New York, October 4, 2006—The Committee to Protect Journalists condemns the three-year prison sentence given today to a critical journalist in Azerbaijan on what local press freedom activists called trumped up drug charges.
Sakit Zakhidov, a prominent reporter and satirist for the daily opposition newspaper Azadlyg, was convicted of drug use by a court in the capital Baku.
“The jailing of Sakit Zakhidov comes amid a widespread crackdown on opposition and independent journalists in Azerbaijan,” said CPJ Executive Director Joel Simon. “We view this drug conviction with extreme skepticism given Zakhidov’s history of critical journalism.”
CPJ wrote to Azerbaijan’s President Ilham Aliyev this week to protest Zakhidov’s prosecution and the government’s onslaught against the press. Read the letter here.

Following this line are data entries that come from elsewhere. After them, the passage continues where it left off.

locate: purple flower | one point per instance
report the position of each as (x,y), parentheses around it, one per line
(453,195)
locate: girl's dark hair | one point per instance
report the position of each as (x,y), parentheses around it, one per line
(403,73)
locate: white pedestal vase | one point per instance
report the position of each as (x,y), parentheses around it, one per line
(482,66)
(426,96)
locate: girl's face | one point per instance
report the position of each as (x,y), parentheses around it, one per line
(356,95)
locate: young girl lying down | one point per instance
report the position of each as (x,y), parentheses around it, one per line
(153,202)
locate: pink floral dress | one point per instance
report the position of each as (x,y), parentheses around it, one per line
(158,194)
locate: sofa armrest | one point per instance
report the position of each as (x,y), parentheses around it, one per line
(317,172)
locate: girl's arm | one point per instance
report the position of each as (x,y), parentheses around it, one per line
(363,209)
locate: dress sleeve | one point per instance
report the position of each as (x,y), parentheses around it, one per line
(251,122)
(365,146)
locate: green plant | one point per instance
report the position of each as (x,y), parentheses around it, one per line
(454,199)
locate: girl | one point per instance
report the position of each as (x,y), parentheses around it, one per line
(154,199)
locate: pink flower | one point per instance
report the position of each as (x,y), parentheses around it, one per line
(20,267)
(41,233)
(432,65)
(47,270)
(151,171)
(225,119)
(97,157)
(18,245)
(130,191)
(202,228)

Zakhidov was arrested June 23 and charged with possession of narcotics with intent to sell. On September 26, the prosecution told the court it could not prove intent to sell, so prosecuted the journalist on the lesser charge of drug use.

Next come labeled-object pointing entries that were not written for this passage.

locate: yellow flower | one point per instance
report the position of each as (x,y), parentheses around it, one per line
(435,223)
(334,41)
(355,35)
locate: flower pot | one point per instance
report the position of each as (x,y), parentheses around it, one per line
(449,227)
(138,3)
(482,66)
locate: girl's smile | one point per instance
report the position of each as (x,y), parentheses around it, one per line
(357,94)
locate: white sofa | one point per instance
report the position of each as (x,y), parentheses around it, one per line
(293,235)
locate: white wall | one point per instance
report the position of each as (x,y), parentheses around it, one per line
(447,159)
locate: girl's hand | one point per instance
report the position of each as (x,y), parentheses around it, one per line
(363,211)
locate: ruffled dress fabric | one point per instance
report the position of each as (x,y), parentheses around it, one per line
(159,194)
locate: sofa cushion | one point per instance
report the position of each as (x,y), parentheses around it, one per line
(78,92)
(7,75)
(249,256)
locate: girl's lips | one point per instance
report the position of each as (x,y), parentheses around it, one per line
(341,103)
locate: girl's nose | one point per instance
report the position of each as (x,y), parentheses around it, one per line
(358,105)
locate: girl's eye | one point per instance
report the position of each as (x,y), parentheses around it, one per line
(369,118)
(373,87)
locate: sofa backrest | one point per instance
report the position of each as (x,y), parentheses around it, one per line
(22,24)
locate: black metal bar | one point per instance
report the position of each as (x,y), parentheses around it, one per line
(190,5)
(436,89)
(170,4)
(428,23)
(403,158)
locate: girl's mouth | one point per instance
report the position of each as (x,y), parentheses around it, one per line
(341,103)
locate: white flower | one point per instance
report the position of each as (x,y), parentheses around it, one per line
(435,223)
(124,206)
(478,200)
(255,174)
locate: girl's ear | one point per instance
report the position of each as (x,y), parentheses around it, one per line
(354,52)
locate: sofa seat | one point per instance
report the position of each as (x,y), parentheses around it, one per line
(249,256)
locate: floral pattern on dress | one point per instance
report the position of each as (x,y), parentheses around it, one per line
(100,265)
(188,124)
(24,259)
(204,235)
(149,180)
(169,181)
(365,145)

The court allowed Zakhidov to speak after he was sentenced. “For some time, the law enforcement agencies planned this operation with the goal of isolating me and stopping me from writing poetry, which mocked government officials,” the Russian-language independent daily Ekho quoted Zakhidov as saying.

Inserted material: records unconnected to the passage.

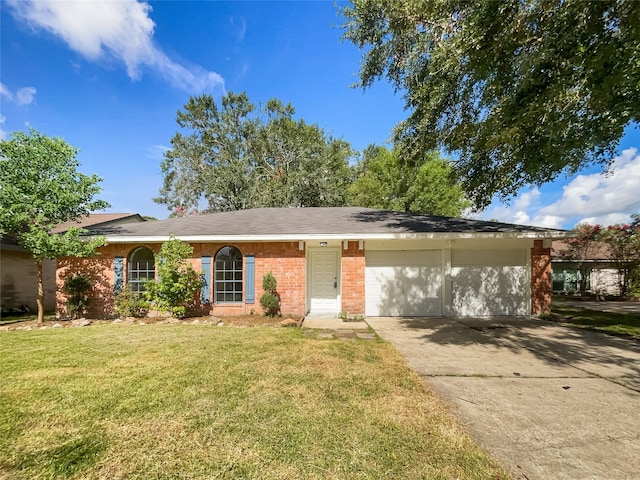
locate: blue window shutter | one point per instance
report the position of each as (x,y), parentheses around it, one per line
(118,274)
(205,294)
(250,281)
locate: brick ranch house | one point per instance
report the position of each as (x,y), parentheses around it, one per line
(336,260)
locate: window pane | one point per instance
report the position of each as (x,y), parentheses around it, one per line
(228,275)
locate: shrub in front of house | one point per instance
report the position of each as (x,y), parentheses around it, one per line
(77,289)
(129,303)
(270,299)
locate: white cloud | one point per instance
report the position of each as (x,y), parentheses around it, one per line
(118,29)
(604,198)
(23,96)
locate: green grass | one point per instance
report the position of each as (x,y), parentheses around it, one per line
(607,322)
(202,402)
(48,315)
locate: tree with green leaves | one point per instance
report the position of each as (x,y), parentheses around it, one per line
(583,249)
(623,241)
(40,188)
(232,156)
(517,91)
(387,182)
(177,282)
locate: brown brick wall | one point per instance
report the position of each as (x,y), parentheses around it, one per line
(99,269)
(540,278)
(283,259)
(353,279)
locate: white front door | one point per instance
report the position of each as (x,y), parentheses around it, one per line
(324,281)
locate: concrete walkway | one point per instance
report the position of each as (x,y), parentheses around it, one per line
(549,402)
(605,306)
(331,322)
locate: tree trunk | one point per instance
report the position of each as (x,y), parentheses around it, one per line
(40,300)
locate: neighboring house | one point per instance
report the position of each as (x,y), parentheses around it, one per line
(332,260)
(18,285)
(602,275)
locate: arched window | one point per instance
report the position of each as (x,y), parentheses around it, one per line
(228,275)
(140,267)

Zakhidov said he neither used nor sold drugs. “I have never used drugs. Police officer Adil Alekperov, who led the operation, placed the drugs in my pocket during my arrest,” the Russian online newspaper Kavkazsky Yzel quoted him as saying.
Opposition journalists and human rights activists have formed a group to campaign for Zakhidov’s release, which has appealed to the Council of Europe, and to President Aliyev.
“Those in power are already preparing for the presidential election (in 2008) and are trying to neutralize everyone who could endanger future attempts to commit fraud,” Zakhidov’s brother, Azadlyg editor Ganimad Zakhidov, told Agence France Presse.
Emin Huseynov, chairman of the Committee to Defend the Rights of Sakit Zakhidov, told CPJ that Zakhidov was not receiving treatment in prison for a longstanding heart condition.